Open xbit18 opened 1 month ago
Duplicate of #118749
Doesn't seem like a duplicate to me. The version is different, he was using 3.13.0a6, mine's beta 1, and he had problems with the fibonacci script, which works ok for me. @Eclips4
Yeah, you are going to encounter contention on the shared lists: both on the per-list locks and the reference count fields.
Yeah, you are going to encounter contention on the shared lists: both on the per-list locks and the reference count fields.
Ok so just to be clear: this is expected behavior due to the fact that the free threading implementation is still incomplete, or it would behave the same if it was fully implemented?
This is the expected behavior -- it is not changing.
Ok thank you. Knowing this I changed the code so that it doesn't use a shared list "result" but thread-local results which are then combined. It doesn't really seem to be having any effect. Am I missing something?
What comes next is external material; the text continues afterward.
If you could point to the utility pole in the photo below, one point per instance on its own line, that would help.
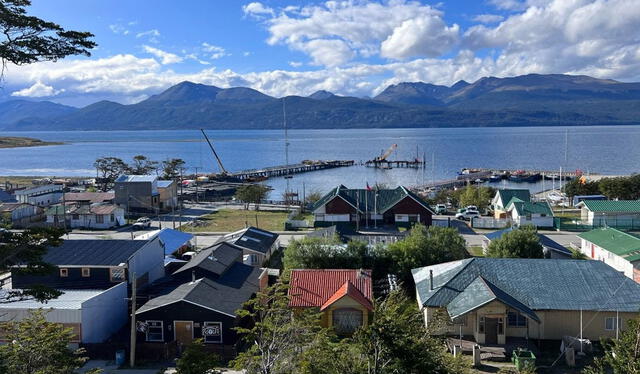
(132, 352)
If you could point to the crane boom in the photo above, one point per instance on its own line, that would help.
(222, 169)
(387, 153)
Screen of different timings for the same code execution with different python versions (3.13 is free threading)
Also, I don't know how it can help but I've noticed that incrementing the number of threads seems to make thing worse. For example, using 2 threads I got ~20 seconds, using 8 I got 40 seconds and using 16 I got ~50 seconds. Screen of different timings for different number of threads specified (all with 3.13.0b1)
This is the updated code, as you can see it doesn't use shared lists anymore but every thread creates a local list which it returns and then all the lists are combined:
import time
import random
from concurrent.futures import ThreadPoolExecutor
def multiply_row(A, B, row_index, local_result):
num_columns_B = len(B[0])
num_columns_A = len(A[0])
for j in range(num_columns_B):
sum = 0
for k in range(num_columns_A):
sum += A[row_index][k] * B[k][j]
local_result[row_index][j] = sum
def parallel_matrix_multiplication(a, b, start_row, end_row):
local_result = [[0] * len(b[0]) for _ in range(len(a))]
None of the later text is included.